Il y a des sujets qui déchainent les passions parce qu’ils touchent à la conception que les professionnels des musées ont de leur mission.
C’est le cas de la nouvelle définition de musée proposée par l’ICOM (International Council of museums) en 2019 et qui a mis le feu aux poudres. En révélant les divergences de vue entre Anciens et Moderne quant à la mission qui revient aux musées, elle a initié une levée de bouclier menée par la France. Depuis, dans les coulisses de l’organisation faitière, on transpire à grosses gouttes. On a remballé les cartons et on espère que la consultation lancée auprès des nations aboutira à un consensus.
Petit retour en arrière.
A l’été 2019, la présidence de l’ICOM propose l’adoption d’une nouvelle définition de musée. La volonté est de mettre au goût du jour celle de 1986 et de l’ouvrir sur les défis de demain. La voici :
« Les musées sont des lieux de démocratisation inclusifs et polyphoniques, dédiés au dialogue critique sur les passés et les futurs.
Reconnaissant et abordant les conflits et les défis du présent, ils sont les dépositaires d’artefacts et de spécimens pour la société.
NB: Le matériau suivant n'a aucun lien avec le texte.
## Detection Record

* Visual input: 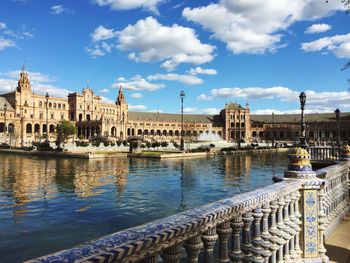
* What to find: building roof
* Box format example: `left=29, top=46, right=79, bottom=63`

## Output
left=225, top=102, right=244, bottom=110
left=128, top=111, right=217, bottom=123
left=250, top=112, right=350, bottom=123
left=129, top=111, right=350, bottom=124
left=0, top=97, right=13, bottom=111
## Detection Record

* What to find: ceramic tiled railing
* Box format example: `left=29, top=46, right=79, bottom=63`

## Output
left=30, top=147, right=350, bottom=263
left=308, top=147, right=339, bottom=161
left=317, top=162, right=350, bottom=238
left=32, top=180, right=302, bottom=262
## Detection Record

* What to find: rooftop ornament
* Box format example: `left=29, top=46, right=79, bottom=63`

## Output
left=285, top=147, right=316, bottom=179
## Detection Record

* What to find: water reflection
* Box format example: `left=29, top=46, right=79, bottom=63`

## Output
left=0, top=154, right=287, bottom=262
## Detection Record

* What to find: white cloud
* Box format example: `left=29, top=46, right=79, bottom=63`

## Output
left=182, top=0, right=344, bottom=54
left=101, top=96, right=114, bottom=104
left=93, top=0, right=164, bottom=13
left=130, top=93, right=143, bottom=99
left=197, top=94, right=213, bottom=101
left=112, top=75, right=165, bottom=91
left=128, top=104, right=147, bottom=111
left=0, top=36, right=16, bottom=51
left=188, top=67, right=217, bottom=75
left=252, top=109, right=286, bottom=115
left=0, top=21, right=6, bottom=29
left=91, top=25, right=118, bottom=42
left=211, top=86, right=299, bottom=101
left=252, top=107, right=334, bottom=115
left=184, top=107, right=220, bottom=115
left=0, top=70, right=72, bottom=97
left=118, top=17, right=214, bottom=70
left=147, top=73, right=203, bottom=85
left=85, top=45, right=106, bottom=58
left=50, top=5, right=73, bottom=15
left=301, top=33, right=350, bottom=58
left=50, top=5, right=64, bottom=15
left=305, top=24, right=332, bottom=34
left=4, top=70, right=56, bottom=83
left=100, top=89, right=109, bottom=93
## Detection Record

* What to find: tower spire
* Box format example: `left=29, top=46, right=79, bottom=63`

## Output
left=115, top=85, right=125, bottom=105
left=22, top=60, right=26, bottom=72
Ils sauvegardent des mémoires diverses pour les générations futures et garantissent l’égalité des droits et l’égalité d’accès au patrimoine pour tous les peuples.
Les musées n’ont pas de but lucratif.
Ils sont participatifs et transparents, et travaillent en collaboration active avec et pour diverses communautés afin de collecter, préserver, étudier, interpréter, exposer, et améliorer les compréhensions du monde, dans le but de contribuer à la dignité humaine et à la justice sociale, à l’égalité mondiale et au bien-être planétaire. »
Plaît-il ?
Pour ma part, je la trouve particulièrement touffue et empreinte d’un jargon quelque peu hermétique.
De plus, si la mission des musées est de sauver le monde (ce qu’évoque la notion de « bien-être planétaire »), les professionnels du secteur doivent vite enfiler leur costume de super-héros. Plus question de jouer les timides. Au boulot !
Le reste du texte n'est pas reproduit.